3. Comparison with ComBat
a. Dataset used
For software validation, we used the package bladderbatch version 1.22.0 (Leek, 2019), that contains microarray gene expression data on 57 samples from 5 batches and is the reference example dataset for the sva package. We then compared ComBat and pyComBat on the same dataset (corresponding to the 20,000 first genes of bladderbatch) for (i) power for batch effect correction and; (ii) computation time.
b. Batch effect correction
As an implementation of the ComBat algorithm, pyComBat is expected to have similar, if not identical, power in terms of batch effects correction. This is confirmed in Fig.1A, which shows the distribution of differences between the outputs of ComBat and pyComBat. As expected, the differences are distributed closely around zero (mean = −9.8·10−5, 95% CI = [-0.03,0.027]). The slight variability can be explained by the different ways R and Python (in particular NumPy) handle matrices and matrix calculation.

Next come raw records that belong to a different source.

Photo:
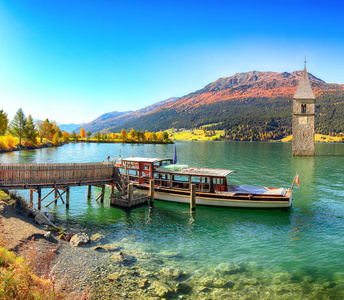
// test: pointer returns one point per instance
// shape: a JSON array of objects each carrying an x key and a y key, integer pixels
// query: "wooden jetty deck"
[{"x": 61, "y": 177}]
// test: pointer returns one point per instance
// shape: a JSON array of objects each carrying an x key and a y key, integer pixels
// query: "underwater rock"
[
  {"x": 113, "y": 277},
  {"x": 229, "y": 269},
  {"x": 171, "y": 272},
  {"x": 142, "y": 283},
  {"x": 183, "y": 288},
  {"x": 106, "y": 247},
  {"x": 96, "y": 237},
  {"x": 122, "y": 258},
  {"x": 79, "y": 239},
  {"x": 162, "y": 289}
]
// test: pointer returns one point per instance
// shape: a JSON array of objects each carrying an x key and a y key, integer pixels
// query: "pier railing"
[{"x": 24, "y": 176}]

To further validate PyComBat, we used Principal Variant Component Analysis (PVCA) (Li et al., 2009) – implemented in R in the library of the same name – to estimate the batch effect before and after applying pyComBat. Fig. 1B and Fig. 1C show that the batch effects are completely removed. We still observe variability due to the interaction between batches and cancer, which is however related to the design of the sampling and not correctable through the same means.
c. Computation time
Computation time is evaluated by running ComBat (resp. pyComBat) 100 times on the bladderbatch dataset presented in section 3a, with the parametric and the non-parametric approaches.
Due to Python efficiency in handling matrix operations and matrix manipulations as well as thorough optimization of our code, pyComBat is also as fast or even faster than ComBat. The parametric version of the software indeed appears twice as fast as ComBat in terms of computation time (fig.1D), with less variability.
The most striking result concerns the non-parametric version (fig.1E), which is more time consuming, but also less dependent on the distribution of the data. In this case pyComBat is approximatively 15 times faster than ComBat, going from around 100 minutes to less than 10 minutes.
4. Discussion and conclusion
We have presented a new Python implementation for ComBat, the most commonly used software for batch effects correction on high-throughput molecular data. Our implementation offers the same correcting power, with similar computation time for the parametric method, and significantly shorter time for the slower non-parametric version. This reduced computing time opens perspectives for a more generic use of the non-parametric approach to a larger range of datasets.
While developed and tested on microarray gene expression data, ComBat has also been used to correct batch effects for a wider range of high-throughput molecular profiling platforms, such as RNA sequencing platform (Gandal et al., 2018). However, a prior log-transformation of the data is necessary to use ComBat. Similar tools have recently been developed to avoid this additional transformation (Zhang et al., 2020).
We have attached importance to making the software open source and as documented as possible while providing tools for testing modifications to the code. We believe that this will be benefiting the Python bioinformatics community and opening the way towards the translation of other widely used software from R to Python.
Acknowledgements
The authors thank Phuong Pham for his advice about the estimation of the efficiency of the adjustments.